[feature-request] Huggingface multi-models support for GPU
Checklist
- [x] I've prepended issue tag with type of change: [feature]
- [ ] (If applicable) I've documented below the DLC image/dockerfile this relates to
- [ ] (If applicable) I've documented the tests I've run on the DLC image
- [x] I'm using an existing DLC image listed here: https://docs.aws.amazon.com/deep-learning-containers/latest/devguide/deep-learning-containers-images.html
- [ ] I've built my own container based off DLC (and I've attached the code used to build my own image)
Concise Description:
Hi Team,
when I use huggingface to deploy endpoint with mutil-model for GPU endpoint, it said
Your Ecr Image 763104351884.dkr.ecr.us-east-1.amazonaws.com/huggingface-pytorch-inference:1.10.2-transformers4.17.0-gpu-py38-cu113-ubuntu20.04 does not contain required com.amazonaws.sagemaker.capabilities.multi-models=true
Is there available huggingface image for GPU endpoint with mutil-model ?
DLC image/dockerfile:
763104351884.dkr.ecr.us-east-1.amazonaws.com/huggingface-pytorch-inference:1.10.2-transformers4.17.0-gpu-py38-cu113-ubuntu20.04
Is your feature request related to a problem? Please describe. A clear and concise description of what the problem is. Ex. I'm always frustrated when [...]

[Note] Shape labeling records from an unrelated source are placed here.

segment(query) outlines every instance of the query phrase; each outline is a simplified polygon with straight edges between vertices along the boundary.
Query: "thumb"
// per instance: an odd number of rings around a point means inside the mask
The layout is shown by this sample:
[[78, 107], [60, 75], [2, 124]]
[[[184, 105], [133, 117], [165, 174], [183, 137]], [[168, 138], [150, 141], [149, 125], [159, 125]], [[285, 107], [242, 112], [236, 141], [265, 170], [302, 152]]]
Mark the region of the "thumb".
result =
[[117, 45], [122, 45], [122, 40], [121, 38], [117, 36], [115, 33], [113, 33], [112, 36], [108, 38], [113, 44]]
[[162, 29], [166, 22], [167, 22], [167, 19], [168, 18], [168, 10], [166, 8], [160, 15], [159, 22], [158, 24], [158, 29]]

This call returns error sm_client.create_model( ModelName=model_name, ExecutionRoleArn=role, Containers=[container] )
Describe the solution you'd like A clear and concise description of what you want to happen.
Being able to successfully create multi-model endpoint for huggingface inference gpu inference image.
Describe alternatives you've considered A clear and concise description of any alternative solutions or features you've considered.
Additional context Add any other context or screenshots about the feature request here.
+1 on this feature